Lets face it, all ivy schools have Recruiting officals on their Board of Admissions. Atheltic Recruitment, Minority Recruitment, International… But none for poor people. Who on the admissions staff advocates for the poor. And will it really be a tip factor like URM status and Athletic Recruitment is.
Plus if they are need blind that means they dont look at incomes. But that contradictorily and adversly affects their ability to seek the poor students. How will they know a kid is poor unless the kid talks about it. Even if you check to see if they are first in family to go to college or have a college fee waiver you are still guessing.
Also i am for Affirmative Action, but look at the population. The 2005 Census Preliminary numbers show that America is 14% black, 15.6% Hispanic, 4.26% Asian, 6.5% other, and the rest white. But we have Affirmative Action so the colleges can reflect that.
BUT GET THIS, AMERICA IS 13.9% BELOW THE POVERTY LINE. And in total is 19% “Poor”. But NO college right now has stated they Practice True Socioeconomic Affirmative Action.
In fact Harvard probably has less than 2% from below the poverty line, so shouldnt they start some sort of affirmative action so they can at least try to equalize there pop proportion to that of the national pop proportion. It will help them reach out to minorities also, but wont disenfranchise the white and asian populace, since 31% of poor are black, 30% Hispanic, and 33% white, with the rest classified other.
AND IN THE END NO ONE SHOULD BE AGAINST SOCIOECONOMIC AFFIRMATIVE ACTION SINCE IT IS TRULY ONE OF THE MOST CLASSIC FORMS OF SOCIAL REHABILITATION (GIVING TO THE POOR).
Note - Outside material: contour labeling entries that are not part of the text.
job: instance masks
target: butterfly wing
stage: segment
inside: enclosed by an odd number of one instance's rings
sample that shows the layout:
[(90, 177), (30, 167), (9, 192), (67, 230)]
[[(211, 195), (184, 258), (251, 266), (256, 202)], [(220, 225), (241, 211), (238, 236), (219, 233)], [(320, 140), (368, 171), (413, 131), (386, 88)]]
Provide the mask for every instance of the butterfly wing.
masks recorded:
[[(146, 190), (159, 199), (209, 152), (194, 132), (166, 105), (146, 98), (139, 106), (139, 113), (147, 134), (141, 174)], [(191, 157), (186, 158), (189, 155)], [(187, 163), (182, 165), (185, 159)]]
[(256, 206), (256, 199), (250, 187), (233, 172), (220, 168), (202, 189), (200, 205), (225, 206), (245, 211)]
Then the next question is, Who is Poor.
For most State U’s, a Family Income of 40,000 a year is a little below average but not so far out. For Harvard, its something, so they offer no family contribution for that. So for schools that are just out of the Ivy League, like Northwestern, Caltech, JHU, G-Town, Caltech, Stanford… what would they consider poor. Also how would they screen for situations where a family income of 60,000 has to provide for a family of 9 or 10 or something.